"Bo Diddley", "Bo Diddley is a Gunslinger", "Hey Bo Diddley", "Story of Bo Diddley", "Bo Diddley's Dog", "BoJam", "Bo Guitar", "Diddley Daddy". Não são títulos de autobiografias, mas canções de um dos papas do rock, blues e rhythm & blues. Louvado por Deus e Jesus & Mary Chain, que para ele gravaram "Bo Diddley is Jesus". Amém.
Ella McDaniel inventou um músico maior que a pretensão. Ella é ele, Bo Diddley, que aos 16 anos boxeava e ouvia dos fãs: "Go, Bo Diddley". Ele não sabia o que isso significava. Mas gostou do apelido, que virou nome e primeiro compacto, em 1955. Também o maior sucesso e faixa que abre The Chess Box, uma caixa de dois CDs com 45 canções, quatro raridades e nove faixas inéditas, junto com um livreto de 24 páginas.
Bo era personagem de si próprio. Criatura maior que o criador. Nascido em 28 de dezembro de 1928, Ella Bates tomou da tia Gussie McDaniel o sobrenome. Com ela, saiu do cafundó de McComb, Mississipi. A mãe, pobre, o deixou na mão da tia, que o levou a Chicago e ao estudo do violino clássico.
Aos doze ouviu o primeiro disco de blues, num lar envolto na religiosidade do gospel. John Lee Hooker o enfeitiçou. Um ano depois, a irmã Lucille o presenteou com o primeiro instrumento. As luvas de boxe vieram a seguir. Aos 15 anos, Ella era semiprofissional e ganhava batendo os trocados para viver. Ganhou nas batidas o apelido de toda a vida.
Da brincadeira da primeira banda, The Hipsters, ficou o estilingado nas cordas da guitarra. De sons perdidos na memória vieram os tambores da África de sua música. Da amizade de Jerome Green ressoaram as maracas de Cuba na percussão. Das canções de pergunta-e-resposta dos shouting blues que ouvia ecoaram as harmonias vocais que influenciariam o rap. Da guitarra tocada com aulas de violino estalaram os acordes que Bo não soube explicar, do mesmo jeito que não sabe por que é Bo.
Rolling Stones, Buddy Holly, Animals, Yardbirds, Shadows, Bobby Vee, Eric Clapton, Jimi Hendrix, The Doors, The Who.
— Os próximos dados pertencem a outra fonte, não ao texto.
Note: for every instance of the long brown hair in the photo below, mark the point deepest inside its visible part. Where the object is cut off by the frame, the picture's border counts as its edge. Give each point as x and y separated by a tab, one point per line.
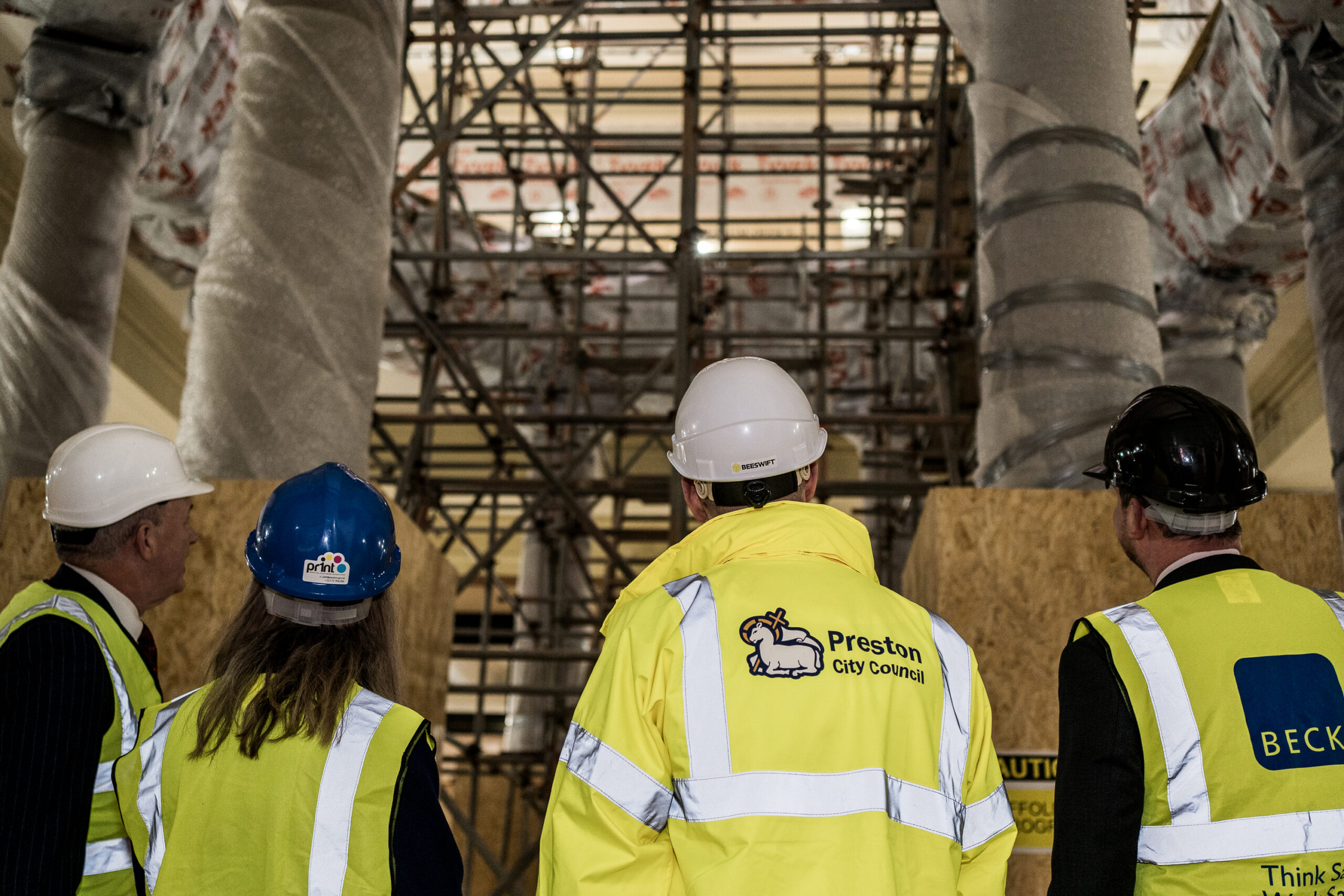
308	673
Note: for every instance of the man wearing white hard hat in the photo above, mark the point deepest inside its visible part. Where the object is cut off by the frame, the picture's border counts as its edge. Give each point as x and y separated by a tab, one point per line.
77	664
765	716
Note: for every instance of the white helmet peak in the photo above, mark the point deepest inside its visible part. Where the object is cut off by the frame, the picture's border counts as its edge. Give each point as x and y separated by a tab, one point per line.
743	418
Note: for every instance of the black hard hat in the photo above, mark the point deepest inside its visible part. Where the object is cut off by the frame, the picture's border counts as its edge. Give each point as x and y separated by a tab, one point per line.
1178	446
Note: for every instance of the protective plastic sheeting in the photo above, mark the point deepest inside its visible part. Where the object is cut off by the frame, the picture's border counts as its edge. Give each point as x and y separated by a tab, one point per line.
1064	258
59	282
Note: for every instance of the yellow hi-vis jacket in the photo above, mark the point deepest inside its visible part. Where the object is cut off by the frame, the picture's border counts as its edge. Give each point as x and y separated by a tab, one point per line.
108	861
766	718
1234	679
299	818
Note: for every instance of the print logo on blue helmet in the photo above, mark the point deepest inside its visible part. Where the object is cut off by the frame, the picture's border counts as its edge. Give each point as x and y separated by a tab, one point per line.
1295	710
328	568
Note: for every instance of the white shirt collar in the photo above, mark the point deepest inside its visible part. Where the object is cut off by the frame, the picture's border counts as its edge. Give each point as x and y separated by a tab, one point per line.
121	605
1191	558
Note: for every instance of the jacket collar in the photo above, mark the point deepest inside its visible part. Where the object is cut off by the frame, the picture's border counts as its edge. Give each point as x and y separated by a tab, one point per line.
1206	566
784	529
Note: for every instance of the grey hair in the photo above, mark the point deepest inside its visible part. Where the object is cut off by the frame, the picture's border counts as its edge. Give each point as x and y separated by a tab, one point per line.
108	539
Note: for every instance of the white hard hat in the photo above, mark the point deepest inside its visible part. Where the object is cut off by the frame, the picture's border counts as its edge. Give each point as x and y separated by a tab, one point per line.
743	418
108	472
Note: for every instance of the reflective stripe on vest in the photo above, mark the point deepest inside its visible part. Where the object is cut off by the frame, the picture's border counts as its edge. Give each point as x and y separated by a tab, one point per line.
330	851
719	794
1193	837
105	856
102	856
1187	792
150	796
59	602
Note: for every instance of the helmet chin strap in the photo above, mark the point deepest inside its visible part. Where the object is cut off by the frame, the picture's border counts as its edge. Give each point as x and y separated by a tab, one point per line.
754	493
315	613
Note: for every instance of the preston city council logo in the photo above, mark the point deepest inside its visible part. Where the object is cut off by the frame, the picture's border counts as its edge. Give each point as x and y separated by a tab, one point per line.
780	650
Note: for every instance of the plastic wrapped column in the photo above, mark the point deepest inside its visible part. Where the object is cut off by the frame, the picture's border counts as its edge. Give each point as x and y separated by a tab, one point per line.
1309	125
288	304
1065	260
59	282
O "who´s who" do rock e blues bebeu das canções e se envenenou no beat da square guitar, a guitarra retangular que Bo bolou e construiu em 1958. Um instrumento engraçado como o seu criador.
The Chess Box abre com o groove inconfundível de "Bo Diddley", seu maior sucesso, que chegou ao Top #10 de rhythm & blues em 1955. Punhados de artistas dariam a alma e os bolsos pelo lado B do compacto de estreia, o escorregadio blues "I'm a Man". "Pretty Thing" deu nome a uma banda inglesa dos anos 1960. "Who Do You Love?" pergunta e tem como resposta os suspiros das muitas senhoras Diddley. "Before You Accuse Me" é outra paulada bluesy.
O primeiro CD, que compreende canções de 1955 a 1959, tem três inéditas, que são versões alternativas para jóias lascadas como "Bring it to Jerome". O segundo disco começa ainda em 1959 e chega até 1968, com o tema "Bo Diddley 69". Não, apesar dele, não é sacanagem. A canção já era influenciada pelo soul da Motown e com batidas da Stax. Duas das tantas gravadoras que vivem dos ecos de Diddley, mas que esquecem que ele está vivo.